Build New Pipelines¶

This page is the short route into CoRE Stack pipeline development.

For the detailed pattern library, read Common Pipeline Design / Integration Patterns.

What New Contributors Should Understand First¶

Before writing a new pipeline, trace one existing vector-heavy page and one raster-heavy page:

That will show you the actual integration surfaces the stack already uses.

The Minimum Developer Checklist¶

define the ROI and required inputs
decide whether the first useful output is vector, raster, or mixed
implement the processing function first
expose it through shell, Celery, API, or some combination
reuse shared helpers for GEE paths, publication, and metadata
document the new pipeline under docs/pipelines/

Shared Code Surfaces¶

Start here when wiring a new pipeline:

Reusable Entry-Point Templates¶

Two existing backend patterns are worth copying instead of re-inventing.

1. Minimal DRF Trigger for Async Work¶

The LCW route in generate_lcw() is the smallest useful HTTP entry point for a background computation.

computing/api.py
@api_view(["POST"])
@schema(None)
def generate_lcw(request):
    try:
        state = request.data.get("state").lower()  # (1)!
        district = request.data.get("district").lower()
        block = request.data.get("block").lower()
        gee_account_id = request.data.get("gee_account_id")
        generate_lcw_conflict_data.apply_async(  # (2)!
            args=[state, district, block, gee_account_id], queue="nrm"
        )
        return Response({"Success": "Successfully initiated"})  # (3)!
    except Exception as exc:
        return Response({"Exception": exc})

Normalize request fields immediately if downstream asset naming, path generation, or filters expect lowercase text.
Keep the HTTP handler thin. The route should enqueue work, and not contain any other logic.
Return fast so frontend and Postman users get a quick acknowledgement instead of waiting for the full pipeline.

Use this pattern when the task itself already contains the real processing lifecycle and you do not need special retry logic at the API layer.

2. Celery Retry Wrapper Around a Direct Function¶

Facilities proximity uses a stronger wrapper in generate_facilities_proximity_task().

computing/misc/facilities_proximity.py
@app.task(bind=True, max_retries=3, default_retry_delay=60)
def generate_facilities_proximity_task(self, state, district, block, gee_account_id):
    """Celery task wrapper for generate_facilities_proximity"""
    try:
        return generate_facilities_proximity(state, district, block, gee_account_id)  # (1)!
    except Exception as exc:
        logger.error(f"Celery task error: {exc}")  # (2)!
        try:
            raise self.retry(exc=exc)  # (3)!
        except self.MaxRetriesExceededError:
            logger.error(f"Max retries exceeded for {state}/{district}/{block}")
            return False

Keep the science or data-processing function separately callable from shell and tests.
Log failures at the retry boundary so operators can inspect queue behavior.
Use a wrapper like this when the underlying work touches GEE, GeoServer, network storage, or any dependency that may fail transiently.

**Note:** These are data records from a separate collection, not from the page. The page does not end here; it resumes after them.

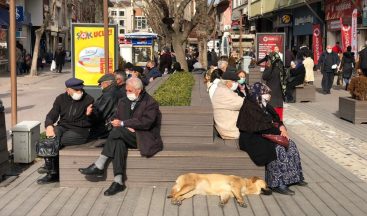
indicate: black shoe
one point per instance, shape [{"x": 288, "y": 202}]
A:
[
  {"x": 42, "y": 170},
  {"x": 302, "y": 183},
  {"x": 92, "y": 170},
  {"x": 114, "y": 189},
  {"x": 284, "y": 191},
  {"x": 48, "y": 179}
]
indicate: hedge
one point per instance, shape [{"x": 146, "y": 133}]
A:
[{"x": 176, "y": 91}]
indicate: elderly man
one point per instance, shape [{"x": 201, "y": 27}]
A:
[
  {"x": 136, "y": 124},
  {"x": 328, "y": 64},
  {"x": 104, "y": 107},
  {"x": 71, "y": 111},
  {"x": 226, "y": 106}
]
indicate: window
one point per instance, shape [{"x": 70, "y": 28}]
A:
[{"x": 140, "y": 22}]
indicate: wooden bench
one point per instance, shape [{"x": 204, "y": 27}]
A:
[
  {"x": 304, "y": 93},
  {"x": 187, "y": 134},
  {"x": 353, "y": 110}
]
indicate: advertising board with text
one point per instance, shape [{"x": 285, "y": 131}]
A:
[
  {"x": 265, "y": 42},
  {"x": 88, "y": 62}
]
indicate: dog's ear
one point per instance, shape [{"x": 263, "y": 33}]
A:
[{"x": 254, "y": 179}]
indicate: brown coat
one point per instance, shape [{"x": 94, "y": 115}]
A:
[{"x": 145, "y": 119}]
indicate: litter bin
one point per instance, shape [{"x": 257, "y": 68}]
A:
[
  {"x": 25, "y": 136},
  {"x": 4, "y": 154}
]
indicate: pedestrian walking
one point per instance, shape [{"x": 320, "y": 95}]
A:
[{"x": 328, "y": 64}]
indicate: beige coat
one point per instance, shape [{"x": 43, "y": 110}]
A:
[
  {"x": 226, "y": 106},
  {"x": 309, "y": 64}
]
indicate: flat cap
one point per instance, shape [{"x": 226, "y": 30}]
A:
[
  {"x": 74, "y": 83},
  {"x": 106, "y": 77},
  {"x": 230, "y": 76},
  {"x": 138, "y": 69}
]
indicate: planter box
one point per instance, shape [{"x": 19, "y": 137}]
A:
[
  {"x": 353, "y": 110},
  {"x": 305, "y": 93}
]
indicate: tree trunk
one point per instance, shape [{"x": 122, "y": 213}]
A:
[
  {"x": 179, "y": 51},
  {"x": 203, "y": 53},
  {"x": 34, "y": 71}
]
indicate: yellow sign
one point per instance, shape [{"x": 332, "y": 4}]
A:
[{"x": 88, "y": 52}]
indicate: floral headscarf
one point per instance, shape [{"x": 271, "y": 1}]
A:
[{"x": 257, "y": 90}]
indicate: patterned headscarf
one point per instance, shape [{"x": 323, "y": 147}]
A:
[{"x": 257, "y": 90}]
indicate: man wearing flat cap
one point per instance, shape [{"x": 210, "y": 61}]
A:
[
  {"x": 68, "y": 121},
  {"x": 226, "y": 106},
  {"x": 104, "y": 107}
]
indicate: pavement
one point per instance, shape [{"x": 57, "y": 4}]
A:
[{"x": 36, "y": 95}]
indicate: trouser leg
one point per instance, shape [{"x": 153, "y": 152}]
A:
[{"x": 116, "y": 147}]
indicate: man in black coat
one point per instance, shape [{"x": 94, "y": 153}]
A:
[
  {"x": 137, "y": 123},
  {"x": 363, "y": 60},
  {"x": 104, "y": 107},
  {"x": 328, "y": 64},
  {"x": 71, "y": 111}
]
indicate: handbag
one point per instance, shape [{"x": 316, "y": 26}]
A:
[
  {"x": 278, "y": 139},
  {"x": 48, "y": 147}
]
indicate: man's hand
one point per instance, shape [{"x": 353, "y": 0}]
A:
[
  {"x": 283, "y": 131},
  {"x": 89, "y": 110},
  {"x": 116, "y": 123},
  {"x": 50, "y": 132}
]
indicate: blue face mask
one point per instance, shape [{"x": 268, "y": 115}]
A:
[{"x": 242, "y": 81}]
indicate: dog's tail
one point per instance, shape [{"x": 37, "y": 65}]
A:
[{"x": 266, "y": 191}]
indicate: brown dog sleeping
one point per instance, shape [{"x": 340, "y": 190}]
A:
[{"x": 225, "y": 186}]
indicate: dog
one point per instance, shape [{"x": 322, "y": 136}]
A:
[{"x": 224, "y": 186}]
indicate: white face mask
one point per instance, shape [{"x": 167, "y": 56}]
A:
[
  {"x": 234, "y": 86},
  {"x": 131, "y": 96},
  {"x": 77, "y": 96}
]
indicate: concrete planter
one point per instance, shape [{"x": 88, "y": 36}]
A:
[{"x": 353, "y": 110}]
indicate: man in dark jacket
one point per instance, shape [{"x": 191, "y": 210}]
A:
[
  {"x": 71, "y": 111},
  {"x": 137, "y": 123},
  {"x": 104, "y": 107},
  {"x": 59, "y": 58},
  {"x": 328, "y": 64}
]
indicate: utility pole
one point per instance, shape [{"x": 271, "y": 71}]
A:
[
  {"x": 106, "y": 36},
  {"x": 13, "y": 67}
]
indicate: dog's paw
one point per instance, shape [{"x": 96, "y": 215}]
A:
[{"x": 243, "y": 205}]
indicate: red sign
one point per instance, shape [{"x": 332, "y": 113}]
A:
[
  {"x": 265, "y": 42},
  {"x": 346, "y": 31},
  {"x": 334, "y": 9},
  {"x": 316, "y": 42}
]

This pattern matters because it gives CoRE Stack multiple access layers to the same logic:

direct function call from python -c
manage.py shell experimentation
async queue execution in production
API-triggered workflows for frontend and Postman users

Recommended Build Sequence¶

Prototype the data logic for implementation.
Make it callable from Django shell.
Add task or API integration.
Add publication and metadata persistence.
Add docs, including a pipeline page and builder notes.